This statue of Gomateshwara - Bahubali in Shravanabelagola, Karnataka, India - is carved from a single stone 57 feet high.
The giant image was carved in 981 A.D.
Bahubali is a major figure in Jain hagiography. His story exemplifies the inner strength of Indian culture. He won everything from his brother and could have become an emperor, but he returned everything to the brother. Bahubali is considered the ideal of the man who conquers selfishness, jealousy, pride and anger.
KARMA and reincarnation could be escaped through the willed elimination of ego and desire.
The story of Alexander the Great's encounter in India with "naked philosophers" may refer either to Hindus or Jains. Plutarch calls them Gymnosophists. Here is Arrian's version from his Campaigns of Alexander, circa 117 CE:
In Taxila once, Alexander met some members of the Indian sect of wise men whose practice it is to go naked, and he so much admired their powers of endurance that the fancy took him to have one of them in his personal train. The oldest man among them, whose name was Dandamis (the others were his pupils), refused either to join Alexander himself or to permit any of his pupils to do so.

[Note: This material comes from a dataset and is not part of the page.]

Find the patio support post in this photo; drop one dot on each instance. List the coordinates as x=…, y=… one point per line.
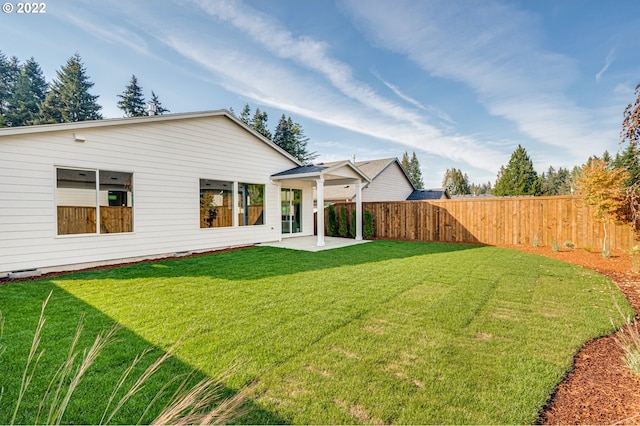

"If you, my lord", Dandamis is said to have replied, "are the son of God, why -- so am I. I want nothing from you, for what I have suffices. I perceive, moreover, that the men you lead get no good from their world-wide wanderings over land and sea, and that of their many journeyings there is no end. I desire nothing that you can give me; I fear no exclusion from any blessings which may perhaps be yours. India, with the fruits of her soil in due season, is enough for me while I live; and when I die, I shall be rid of my poor body -- my unseemly housemate"
These words convinced Alexander that Dandamis was, in a true sense, a free man; so he made no attempt to compel him.